Задорный голос пристыженно умолк. Кощунник ударил по струнам, заговорил с подъемом:
— Стал Род творить небо и землю, солнце и звезды, сотворил луну и зверей, реки и горы, моря и степи. На третий день сел отдохнуть. Не все понравилось, что сотворил, и он стал думать, что делать дальше.
Неподалеку от Олега парень сказал вполголоса молодой девке:
— Сперва натворил, потом задумался! Если бог так делал, то чего от меня батя требует...
Девка отвечала с сочувствием:
— Ну и мир сотворил! Славко, ты бы сделал лучше...

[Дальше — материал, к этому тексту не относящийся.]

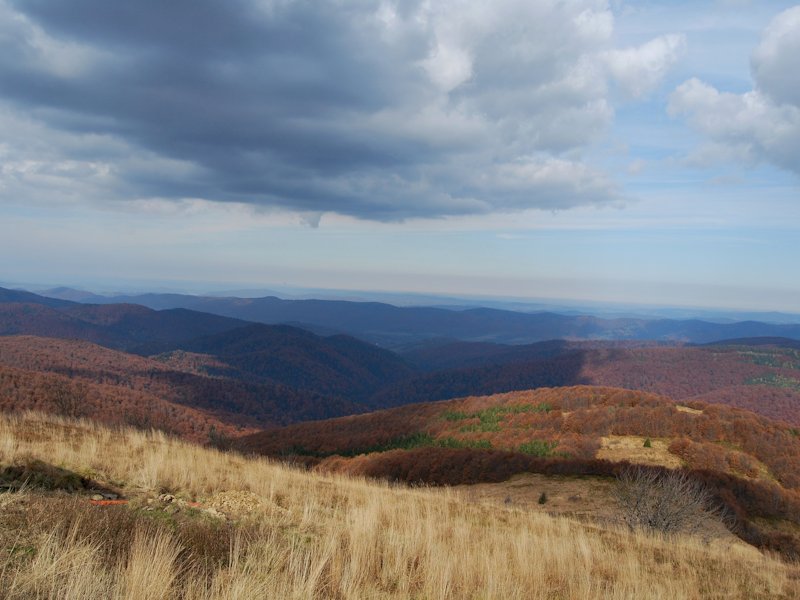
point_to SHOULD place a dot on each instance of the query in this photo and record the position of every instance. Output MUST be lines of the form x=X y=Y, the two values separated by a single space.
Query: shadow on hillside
x=38 y=475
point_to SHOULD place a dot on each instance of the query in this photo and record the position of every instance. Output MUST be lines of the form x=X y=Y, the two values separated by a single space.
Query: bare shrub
x=664 y=501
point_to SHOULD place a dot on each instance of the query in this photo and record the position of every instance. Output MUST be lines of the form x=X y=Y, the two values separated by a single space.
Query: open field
x=281 y=533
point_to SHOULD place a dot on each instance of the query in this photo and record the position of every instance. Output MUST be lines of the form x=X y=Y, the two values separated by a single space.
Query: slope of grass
x=316 y=536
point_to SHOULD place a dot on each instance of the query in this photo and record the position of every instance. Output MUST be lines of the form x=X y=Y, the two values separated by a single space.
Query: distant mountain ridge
x=401 y=327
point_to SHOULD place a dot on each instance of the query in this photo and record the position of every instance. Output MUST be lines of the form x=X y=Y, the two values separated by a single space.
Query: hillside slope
x=764 y=379
x=751 y=462
x=396 y=327
x=259 y=530
x=168 y=392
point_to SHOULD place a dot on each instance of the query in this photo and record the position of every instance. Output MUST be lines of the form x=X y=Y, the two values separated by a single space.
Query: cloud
x=390 y=111
x=760 y=125
x=639 y=70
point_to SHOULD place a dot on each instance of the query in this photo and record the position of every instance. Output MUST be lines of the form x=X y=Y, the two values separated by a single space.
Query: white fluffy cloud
x=407 y=109
x=762 y=124
x=639 y=70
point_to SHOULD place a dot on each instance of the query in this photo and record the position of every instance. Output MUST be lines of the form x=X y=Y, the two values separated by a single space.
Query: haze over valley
x=437 y=300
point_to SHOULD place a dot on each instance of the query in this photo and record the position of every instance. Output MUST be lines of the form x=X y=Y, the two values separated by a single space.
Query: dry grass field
x=202 y=524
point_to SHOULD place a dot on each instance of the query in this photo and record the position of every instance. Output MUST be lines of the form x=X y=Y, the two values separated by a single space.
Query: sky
x=636 y=152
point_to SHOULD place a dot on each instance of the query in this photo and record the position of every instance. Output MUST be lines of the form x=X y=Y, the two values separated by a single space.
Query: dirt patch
x=632 y=448
x=239 y=503
x=589 y=497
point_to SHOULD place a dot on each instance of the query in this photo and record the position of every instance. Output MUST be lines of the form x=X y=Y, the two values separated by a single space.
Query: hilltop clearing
x=751 y=462
x=280 y=533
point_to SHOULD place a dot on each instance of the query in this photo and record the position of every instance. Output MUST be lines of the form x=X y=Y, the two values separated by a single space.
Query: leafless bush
x=663 y=501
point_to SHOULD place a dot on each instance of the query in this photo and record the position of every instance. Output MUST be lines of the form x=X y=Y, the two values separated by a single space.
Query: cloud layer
x=391 y=111
x=762 y=124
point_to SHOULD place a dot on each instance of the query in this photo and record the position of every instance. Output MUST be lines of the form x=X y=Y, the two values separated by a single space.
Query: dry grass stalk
x=317 y=536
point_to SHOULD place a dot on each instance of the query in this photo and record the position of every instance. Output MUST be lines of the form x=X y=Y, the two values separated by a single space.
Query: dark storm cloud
x=382 y=112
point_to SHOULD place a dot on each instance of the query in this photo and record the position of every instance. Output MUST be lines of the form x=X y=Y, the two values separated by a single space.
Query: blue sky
x=638 y=152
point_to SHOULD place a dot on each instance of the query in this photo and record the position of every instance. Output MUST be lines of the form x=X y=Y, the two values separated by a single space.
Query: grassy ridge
x=305 y=535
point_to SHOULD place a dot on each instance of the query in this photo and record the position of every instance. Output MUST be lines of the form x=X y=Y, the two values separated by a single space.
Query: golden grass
x=321 y=536
x=618 y=448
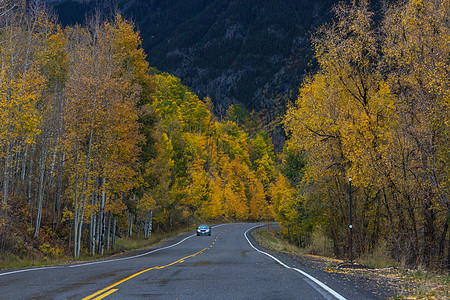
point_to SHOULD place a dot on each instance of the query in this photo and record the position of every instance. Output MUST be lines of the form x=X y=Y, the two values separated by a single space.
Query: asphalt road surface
x=226 y=265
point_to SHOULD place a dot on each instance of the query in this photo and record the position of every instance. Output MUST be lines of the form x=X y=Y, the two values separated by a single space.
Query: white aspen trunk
x=4 y=200
x=114 y=233
x=103 y=216
x=130 y=227
x=41 y=189
x=108 y=231
x=150 y=224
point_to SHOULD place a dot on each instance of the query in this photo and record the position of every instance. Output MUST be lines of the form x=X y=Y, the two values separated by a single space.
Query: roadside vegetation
x=96 y=145
x=405 y=282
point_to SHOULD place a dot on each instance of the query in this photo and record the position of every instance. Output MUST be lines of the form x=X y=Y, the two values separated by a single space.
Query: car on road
x=203 y=230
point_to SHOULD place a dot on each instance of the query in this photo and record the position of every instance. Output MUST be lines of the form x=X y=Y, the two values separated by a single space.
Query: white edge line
x=316 y=281
x=28 y=270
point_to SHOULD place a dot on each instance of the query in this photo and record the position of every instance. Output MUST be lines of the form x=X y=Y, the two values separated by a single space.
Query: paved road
x=226 y=265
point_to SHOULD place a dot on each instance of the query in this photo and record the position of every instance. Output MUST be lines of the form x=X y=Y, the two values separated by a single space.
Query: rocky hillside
x=235 y=51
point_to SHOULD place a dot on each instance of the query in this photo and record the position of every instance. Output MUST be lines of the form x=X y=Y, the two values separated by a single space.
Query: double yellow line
x=109 y=290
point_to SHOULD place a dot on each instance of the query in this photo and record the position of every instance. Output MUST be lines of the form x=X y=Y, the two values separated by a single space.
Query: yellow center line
x=106 y=294
x=108 y=288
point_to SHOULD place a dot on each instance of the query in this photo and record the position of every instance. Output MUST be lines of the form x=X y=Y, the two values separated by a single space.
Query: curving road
x=225 y=265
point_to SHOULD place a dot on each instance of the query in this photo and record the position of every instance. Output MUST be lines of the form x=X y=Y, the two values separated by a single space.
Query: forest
x=96 y=144
x=376 y=111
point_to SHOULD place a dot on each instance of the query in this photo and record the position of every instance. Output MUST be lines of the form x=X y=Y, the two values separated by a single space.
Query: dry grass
x=409 y=284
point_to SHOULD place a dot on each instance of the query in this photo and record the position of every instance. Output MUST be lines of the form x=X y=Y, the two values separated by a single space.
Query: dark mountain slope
x=234 y=51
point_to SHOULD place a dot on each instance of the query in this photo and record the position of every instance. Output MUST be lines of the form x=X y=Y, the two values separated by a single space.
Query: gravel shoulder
x=383 y=283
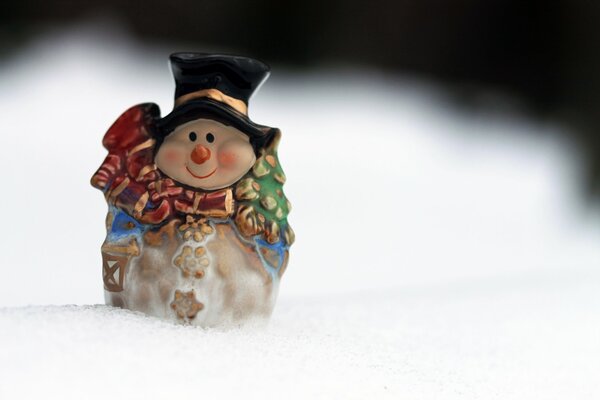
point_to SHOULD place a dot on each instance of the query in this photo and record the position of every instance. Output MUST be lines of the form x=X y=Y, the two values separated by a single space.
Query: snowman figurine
x=197 y=227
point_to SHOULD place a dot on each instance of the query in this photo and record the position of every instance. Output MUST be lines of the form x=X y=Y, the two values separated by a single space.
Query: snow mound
x=522 y=338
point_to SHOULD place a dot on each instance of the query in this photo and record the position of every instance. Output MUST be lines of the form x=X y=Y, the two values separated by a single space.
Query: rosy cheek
x=227 y=159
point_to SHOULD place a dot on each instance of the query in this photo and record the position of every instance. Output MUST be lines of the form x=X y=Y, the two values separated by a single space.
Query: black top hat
x=218 y=87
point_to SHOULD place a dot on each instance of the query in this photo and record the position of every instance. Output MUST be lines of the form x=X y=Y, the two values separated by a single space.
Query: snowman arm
x=129 y=146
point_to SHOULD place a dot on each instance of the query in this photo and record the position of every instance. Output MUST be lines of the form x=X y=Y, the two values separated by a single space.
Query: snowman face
x=205 y=154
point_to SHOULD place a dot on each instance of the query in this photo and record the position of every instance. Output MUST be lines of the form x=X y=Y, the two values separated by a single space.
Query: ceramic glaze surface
x=197 y=227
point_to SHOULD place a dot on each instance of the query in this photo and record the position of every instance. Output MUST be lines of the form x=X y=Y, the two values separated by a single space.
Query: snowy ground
x=456 y=262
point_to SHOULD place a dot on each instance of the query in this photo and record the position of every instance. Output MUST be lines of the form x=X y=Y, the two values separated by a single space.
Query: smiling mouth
x=200 y=176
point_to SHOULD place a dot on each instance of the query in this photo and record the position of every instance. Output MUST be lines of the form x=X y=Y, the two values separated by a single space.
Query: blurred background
x=540 y=54
x=443 y=141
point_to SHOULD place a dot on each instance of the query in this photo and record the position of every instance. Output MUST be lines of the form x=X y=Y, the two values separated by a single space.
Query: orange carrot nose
x=200 y=154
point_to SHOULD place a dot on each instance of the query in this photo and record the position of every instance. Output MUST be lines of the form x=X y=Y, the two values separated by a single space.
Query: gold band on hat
x=214 y=94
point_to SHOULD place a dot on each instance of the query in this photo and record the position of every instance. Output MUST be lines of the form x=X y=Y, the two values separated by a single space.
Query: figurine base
x=193 y=273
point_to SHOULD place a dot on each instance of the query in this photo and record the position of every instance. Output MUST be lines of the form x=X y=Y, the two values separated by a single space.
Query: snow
x=456 y=262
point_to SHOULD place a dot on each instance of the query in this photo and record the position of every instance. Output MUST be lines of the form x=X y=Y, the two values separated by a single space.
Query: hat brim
x=209 y=108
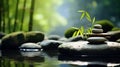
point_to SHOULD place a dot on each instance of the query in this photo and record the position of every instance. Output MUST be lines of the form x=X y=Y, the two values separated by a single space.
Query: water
x=52 y=59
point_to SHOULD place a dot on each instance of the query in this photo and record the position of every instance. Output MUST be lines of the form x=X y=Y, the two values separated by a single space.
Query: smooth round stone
x=83 y=48
x=54 y=37
x=73 y=39
x=30 y=47
x=96 y=40
x=97 y=30
x=50 y=44
x=98 y=26
x=118 y=40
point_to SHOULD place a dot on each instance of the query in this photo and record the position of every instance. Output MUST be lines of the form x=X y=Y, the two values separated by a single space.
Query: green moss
x=106 y=25
x=13 y=40
x=34 y=36
x=69 y=32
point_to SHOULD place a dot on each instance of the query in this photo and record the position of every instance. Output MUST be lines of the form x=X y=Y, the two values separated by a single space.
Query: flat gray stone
x=96 y=40
x=30 y=47
x=83 y=48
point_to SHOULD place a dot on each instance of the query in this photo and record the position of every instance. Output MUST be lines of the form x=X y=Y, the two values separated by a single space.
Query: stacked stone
x=97 y=39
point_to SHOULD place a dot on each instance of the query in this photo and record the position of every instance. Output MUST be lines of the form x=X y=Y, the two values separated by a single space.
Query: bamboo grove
x=14 y=25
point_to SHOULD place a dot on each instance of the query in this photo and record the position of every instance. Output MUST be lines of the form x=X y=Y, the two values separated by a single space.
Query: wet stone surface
x=83 y=48
x=30 y=47
x=50 y=44
x=96 y=40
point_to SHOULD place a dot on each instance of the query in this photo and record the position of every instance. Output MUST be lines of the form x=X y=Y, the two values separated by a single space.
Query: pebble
x=30 y=47
x=96 y=40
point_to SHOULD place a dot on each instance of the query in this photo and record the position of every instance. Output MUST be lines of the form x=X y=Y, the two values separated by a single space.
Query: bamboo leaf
x=82 y=16
x=82 y=29
x=81 y=11
x=88 y=16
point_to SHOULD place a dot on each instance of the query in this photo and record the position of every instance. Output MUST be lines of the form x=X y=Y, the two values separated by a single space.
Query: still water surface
x=52 y=59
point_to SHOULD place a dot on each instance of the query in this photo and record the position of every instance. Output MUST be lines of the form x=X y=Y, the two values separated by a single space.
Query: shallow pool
x=54 y=59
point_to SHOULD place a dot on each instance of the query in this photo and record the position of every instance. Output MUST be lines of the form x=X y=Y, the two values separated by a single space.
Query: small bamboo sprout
x=82 y=30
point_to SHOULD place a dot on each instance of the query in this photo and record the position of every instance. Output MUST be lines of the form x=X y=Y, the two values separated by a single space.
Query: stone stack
x=97 y=39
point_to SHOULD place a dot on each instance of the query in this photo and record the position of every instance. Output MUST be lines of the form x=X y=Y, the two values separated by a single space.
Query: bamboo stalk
x=1 y=4
x=31 y=15
x=23 y=14
x=3 y=24
x=16 y=16
x=8 y=16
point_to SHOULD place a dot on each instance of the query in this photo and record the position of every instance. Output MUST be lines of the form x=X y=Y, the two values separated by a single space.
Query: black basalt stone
x=50 y=44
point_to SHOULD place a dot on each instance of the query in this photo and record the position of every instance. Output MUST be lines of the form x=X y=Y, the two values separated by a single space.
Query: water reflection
x=53 y=59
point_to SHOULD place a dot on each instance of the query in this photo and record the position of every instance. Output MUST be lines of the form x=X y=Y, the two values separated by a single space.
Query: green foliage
x=82 y=30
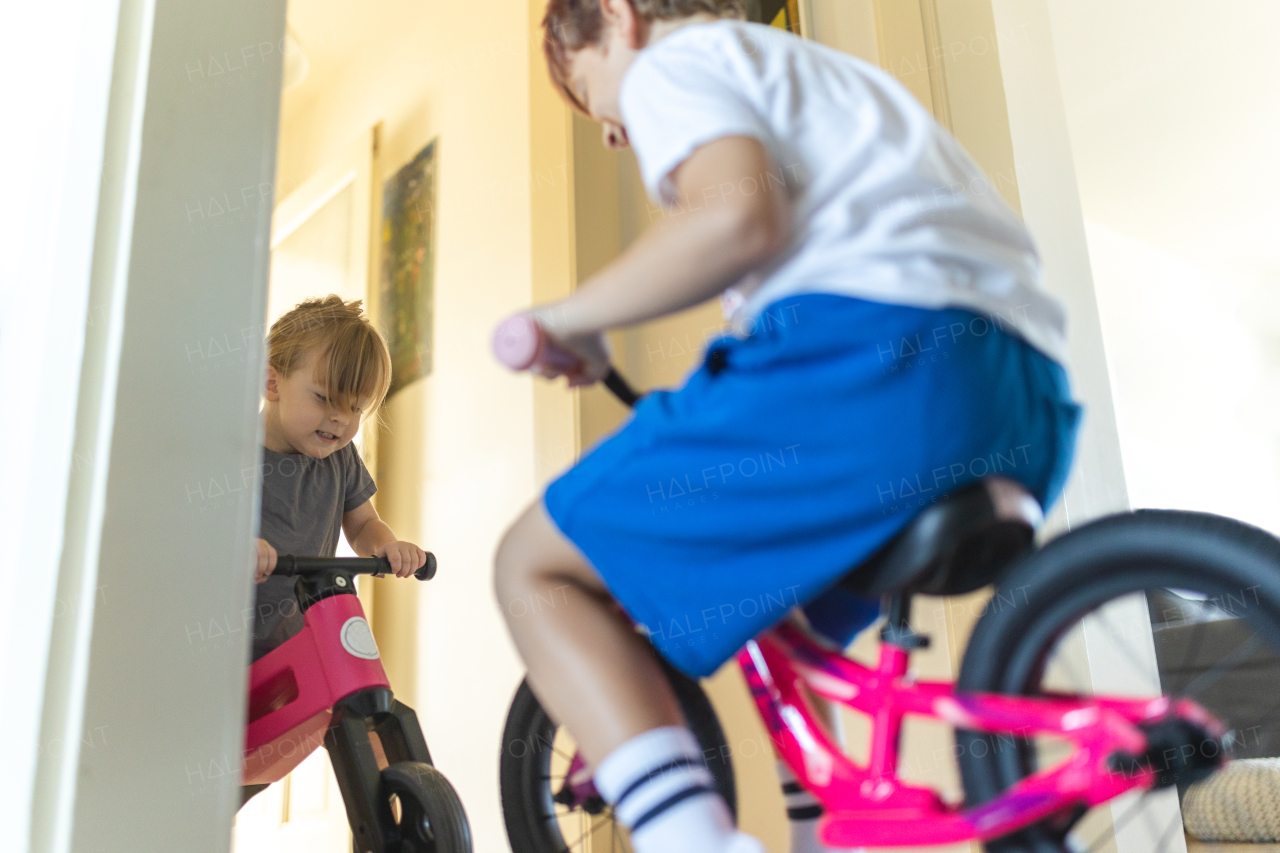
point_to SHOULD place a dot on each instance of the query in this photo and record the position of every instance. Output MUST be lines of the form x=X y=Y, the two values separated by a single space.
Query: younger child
x=327 y=370
x=894 y=346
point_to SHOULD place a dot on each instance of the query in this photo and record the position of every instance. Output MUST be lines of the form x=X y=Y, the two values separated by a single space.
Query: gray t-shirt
x=304 y=500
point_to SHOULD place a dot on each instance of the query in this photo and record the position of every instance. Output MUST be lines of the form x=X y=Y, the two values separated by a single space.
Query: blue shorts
x=791 y=455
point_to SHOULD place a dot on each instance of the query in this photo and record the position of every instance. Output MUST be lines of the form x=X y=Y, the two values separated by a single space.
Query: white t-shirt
x=887 y=206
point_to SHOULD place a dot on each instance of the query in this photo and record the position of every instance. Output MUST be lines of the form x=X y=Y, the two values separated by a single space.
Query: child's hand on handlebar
x=265 y=560
x=592 y=350
x=405 y=557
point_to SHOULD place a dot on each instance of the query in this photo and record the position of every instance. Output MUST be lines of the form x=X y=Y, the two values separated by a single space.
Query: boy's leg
x=589 y=667
x=598 y=678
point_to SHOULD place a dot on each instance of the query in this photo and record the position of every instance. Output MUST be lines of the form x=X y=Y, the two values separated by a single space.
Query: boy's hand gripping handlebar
x=291 y=566
x=521 y=343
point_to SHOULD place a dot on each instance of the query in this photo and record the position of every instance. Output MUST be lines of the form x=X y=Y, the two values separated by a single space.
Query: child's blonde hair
x=353 y=361
x=572 y=24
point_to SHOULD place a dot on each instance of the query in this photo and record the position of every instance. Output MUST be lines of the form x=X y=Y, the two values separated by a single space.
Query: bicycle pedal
x=904 y=638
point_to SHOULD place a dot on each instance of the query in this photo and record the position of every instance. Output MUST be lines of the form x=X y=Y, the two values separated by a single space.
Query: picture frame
x=791 y=16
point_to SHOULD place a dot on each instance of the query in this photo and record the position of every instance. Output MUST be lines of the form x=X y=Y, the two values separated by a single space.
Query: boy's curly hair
x=572 y=24
x=353 y=364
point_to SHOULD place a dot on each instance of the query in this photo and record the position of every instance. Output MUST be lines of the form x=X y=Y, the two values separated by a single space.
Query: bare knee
x=535 y=564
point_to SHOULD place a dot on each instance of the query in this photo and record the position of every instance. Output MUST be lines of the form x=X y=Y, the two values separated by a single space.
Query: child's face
x=595 y=76
x=307 y=423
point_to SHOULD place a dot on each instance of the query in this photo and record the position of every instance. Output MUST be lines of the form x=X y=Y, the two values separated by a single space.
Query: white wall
x=46 y=241
x=165 y=693
x=1171 y=110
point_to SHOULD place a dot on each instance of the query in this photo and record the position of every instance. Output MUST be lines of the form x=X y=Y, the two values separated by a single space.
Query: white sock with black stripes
x=803 y=813
x=662 y=792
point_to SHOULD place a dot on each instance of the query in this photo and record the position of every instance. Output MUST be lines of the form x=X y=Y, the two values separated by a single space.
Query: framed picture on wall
x=408 y=267
x=785 y=14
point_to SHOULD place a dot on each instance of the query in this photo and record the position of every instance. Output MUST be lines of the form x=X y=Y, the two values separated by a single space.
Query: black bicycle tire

Кощунник услышал, сверкнул очами, но сказал примирительно:
— Род был один, никто не мешал. Даже боги не всемогущи: что сделано, уже не сотворят несделанным. Поправляй, улучшай, но уничтожить нельзя. Призадумался Род и родил себе в помощь Белобога и Чернобога...
— Мужик? — ахнул кто-то.
На дурня цыкнули, кощунник продолжил:
— Взялись населять мир зверьми, птицами, рыбами, гадами и насекомыми...
— Насекомых пошто? — спросил кто-то, затем послышался звучный шлепок. — Насосался, упырь! Лягухам от них радость, так мы и без лягух бы обошлись...
Кощунник сказал с язвительной насмешкой:
— Не для человека мир творился! Боги творили просто так, потому много всякой дряни. Это уже потом, когда колоды веков прошли, а мир не менялся, прискучило все хуже горькой редьки. Тогда престарелый Род слетел с Мирового дерева, где сидел в личине сокола, и сотворил на удивление богам невиданного зверя — человека. То был самый лютый зверь, самый подлый и хитрый, но зато и самый слабый. Не дал ему Род ни когтей, ни клыков, ни плавников, ни крыльев — зато дал каплю своей крови!
Старец оглядел замеревшие в ожидании лица. В ночном воздухе поплыл печально-торжественный звук туго натянутых струн.
— Человек может прожить жизнь, не зная о частичке бога в себе... Но может и раздуть ее в бушующее пламя, как случилось с тремя древними героями, которые однажды вышли из дремучего Леса в мир. Раньше жили по-звериному, копали корни, били зверей камнями и палками...
Олег увидел Гульчу — вышла на ночное крыльцо, постояла, всматриваясь в темень. Могучий голос кощунника и пестрая кучка молодежи привлекли ее внимание, она быстро сбежала по ступенькам.
Кощунник говорил с подъемом:
— Звали этих героев: Таргитай, Мрак и...
Гульча была близко, Олег протянул руку из темноты, внезапно схватил ее за плечо. Она дернулась, испуганно ойкнула. Олег обнял ее за плечи, сказал прямо в ухо:
— Случилось что?
— Нет, просто тебя искала, — ответила она, прижимаясь к нему и одновременно вытягивая шею к старцу. Тот вещал с вдохновенным блеском в глазах:
— Таргитай лучше всех играл на свирели, Мрак был лучшим стрелком, а...
Олег сказал Гульче на самое ухо, она даже отпрянула от неожиданности:
— Тогда пойдем ужинать и спать. Впереди трудный путь.
Гульча сказала с неудовольствием:
— Но я хочу послушать легенды местных племен!
— Твое право, — ответил Олег невозмутимо. — Тогда я поеду один.
Гульча сверкнула глазами, в них отражались уже не звезды, а все звездное небо. Олег обрадовался, что она остается, но Гульча поспешно повернулась, взбежала по ступеням, опередив пещерника.
Корчма была просторная, хотя старая, даже древняя, с низким закопченым потолком. Старые балки просели, выпячивались, как худые ребра старой лошади. Деревянный пол вдоль стен был вымощен булыжником в два ряда, в двух очагах взревывало косматое пламя, огороженное валунами. Три пары сапог стояли близ огня, от сырых голенищ валил пар.